Let's look at a real-life example: a semiconductor etching process. We use data sets from 107 good batches (normalized) to derive our three-dimensional principal component model. This data is available from Eigenvector Research at www.evriware.com/Data/Data_sets.html. Assuming a Gaussian distribution, an ellipsoidal region of 95% confidence is derived for the variability of the batch scores (gray ellipsoids in Figure 2). In MATLAB, the ellipsoids are generated using Singular Value Decomposition (SVD) on the covariance matrix of the data, and are rendered using the volume visualization tools.
In a visualization-based scheme for condition monitoring, a process engineer should compare this region (called the in-control region and represented by gray ellipsoids in Figure 2) to the predicted score region for a running batch (red ellipsoids in Figure 2).
The intersection of the two regions is a measure of the likelihood that the running process will end up in the in-control region. If the predicted score region is large and encloses the in-control region (Figure 2a), a decision cannot be made because of the high level of uncertainty of the location of the batch scores. The plant operator must wait until more measurements become available. If the in- control region completely encloses the forecasted score region (Figure 2b), then there is a strong probability that the batch will have similar results to the calibration batches and the operator does nothing.

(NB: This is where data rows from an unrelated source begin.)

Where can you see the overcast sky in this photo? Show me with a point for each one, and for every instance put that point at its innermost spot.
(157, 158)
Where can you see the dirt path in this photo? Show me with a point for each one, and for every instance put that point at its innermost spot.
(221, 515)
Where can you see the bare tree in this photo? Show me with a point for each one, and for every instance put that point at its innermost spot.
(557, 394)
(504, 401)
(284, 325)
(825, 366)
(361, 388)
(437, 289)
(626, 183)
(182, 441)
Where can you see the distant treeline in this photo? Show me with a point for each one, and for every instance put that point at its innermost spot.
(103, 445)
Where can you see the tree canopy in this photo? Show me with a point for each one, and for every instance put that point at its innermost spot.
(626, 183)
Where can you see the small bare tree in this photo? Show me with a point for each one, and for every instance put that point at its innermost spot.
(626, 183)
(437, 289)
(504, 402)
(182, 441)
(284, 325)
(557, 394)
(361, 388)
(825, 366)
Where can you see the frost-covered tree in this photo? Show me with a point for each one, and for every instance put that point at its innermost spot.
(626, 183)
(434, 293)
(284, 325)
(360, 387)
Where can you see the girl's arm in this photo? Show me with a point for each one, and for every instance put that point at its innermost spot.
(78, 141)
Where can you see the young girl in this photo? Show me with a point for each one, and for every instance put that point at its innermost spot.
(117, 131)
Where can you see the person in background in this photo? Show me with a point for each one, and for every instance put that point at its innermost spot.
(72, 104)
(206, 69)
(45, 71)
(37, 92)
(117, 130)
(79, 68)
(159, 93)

However, if the two regions are disjointed (Figure 2c), then the batch may be off course and require adjustments.
Visualizing these regions could also help us identify the direction of a potential aberration (minimum overlap) and formulate a control strategy. For example, if the two regions are disjointed along only the first score axis (S1) and this score can be related to the process inputs in a physically meaningful way, then we know how to vary those inputs to maximize the overlap between the regions at the next time instant. (Since the details of this procedure are specific to the application, they are not displayed here.)
The various graphical and statistical tools used in this application can be conveniently brought together into a single GUI to enhance the usability of these tools. The Batch Condition Monitoring example, which is available at MATLAB Central, is a prototype that emulates a real-time condition monitoring scenario (Figure 4). Users can log data and visualize the score regions against the in-control region at every logging instant. Several test cases for batch processes are provided, which can be selected from a pop-up menu (left bottom of GUI).
The GUI in Figure 4 provides solid rotation, projection, and lighting control tools to facilitate clear visualization. The camera toolbar (top) helps interactively adjust for light, brightness, and view direction. Varying the transparency and surface lighting of the objects reveals the intersections of ellipsoids. Projections along higher dimensions can be selected using the data panner (right), by mouse-dragging an icon. Optionally, the user can also superimpose such projections at any time instant to view the locus of predicted scores in a 3-D space.
Advanced tools for data compression and statistical analysis are invaluable in applications, such as gene expression analysis (bioinformatics), and image processing, in addition to the process monitoring and fault detection applications discussed here. Using visualization utilities in combination with statistical analysis methods can greatly enhance the usability and flexibility of these tools and speed up the decision-making process.